Yüze kadar sayınca annem gelecek diyorum. Gözlerimi açıp bakıyorum; annem yine yok!”
Bu sözler Metin’in. Metin 5 yaşında. Ege’nin bir şehrinde yaşıyor. Öğretmenlikten atılmış annesi babası bir fabrikada çalışıyor. Gündüz Metin’e bakıcı bakıyor. 12 Eylül 1980’in ilk günleridir. Akşam evleri basılır, işten gelen annesi gözaltına alınır. Vardiyası gece olan babası kaçar. Polis babasını aramaya başlar. Bütün afişlerde resmi vardır.
Sokakta arkadaşları, “pis komünist, babanı asacaklar” diye onu aralarına almak istemezler. Bir süre bakıcısı onunla kalır.
Sonunda Metini eve gelen polislere bırakır.
Metin’in evde ve şehirde bakacak kimsesi olmadığından annesinin yanına hapishaneye götürülür. Bir süre hapiste annesiyle kalır. Annesi işi alaya da vursa Metin annesinin işkence gördüğünün farkındadır. Binada işkence yapıldığının da. Üniformalı herhangi biri ve karanlık onun korkularını arttırır. Karabasanları artar. Bir süre dedesinin yanında bir Ege kasabasında kalır. Mutludur. Metin kasabada dede ve ninesiyle yeni bir hayata başlar.

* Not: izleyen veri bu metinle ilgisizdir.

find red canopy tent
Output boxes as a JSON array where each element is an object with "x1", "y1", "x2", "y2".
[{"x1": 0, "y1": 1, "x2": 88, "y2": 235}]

Metin için dengeler, annesi Ayten’in kasabaya gözaltında işkence görmüş ve psikolojik olarak yıkılmış bir durumda dönmesiyle bozulmaya başlar. Bunu babası Rasim’in tutuklanması ve ağır işkenceler görerek kasabaya gelmesi izler. Kısa bir süre sonra babasının ardından annesi de Almanya’ya siyasi mülteci olarak gider. Ailesi darmadağın olan Metin, dedesi Hüseyin Efe’nin yanında kalır. Kasabadaki ilkokula uyumsuz bir çocuk olarak başlar bir süre sonra  konuşma zorluğu da başlayacaktır...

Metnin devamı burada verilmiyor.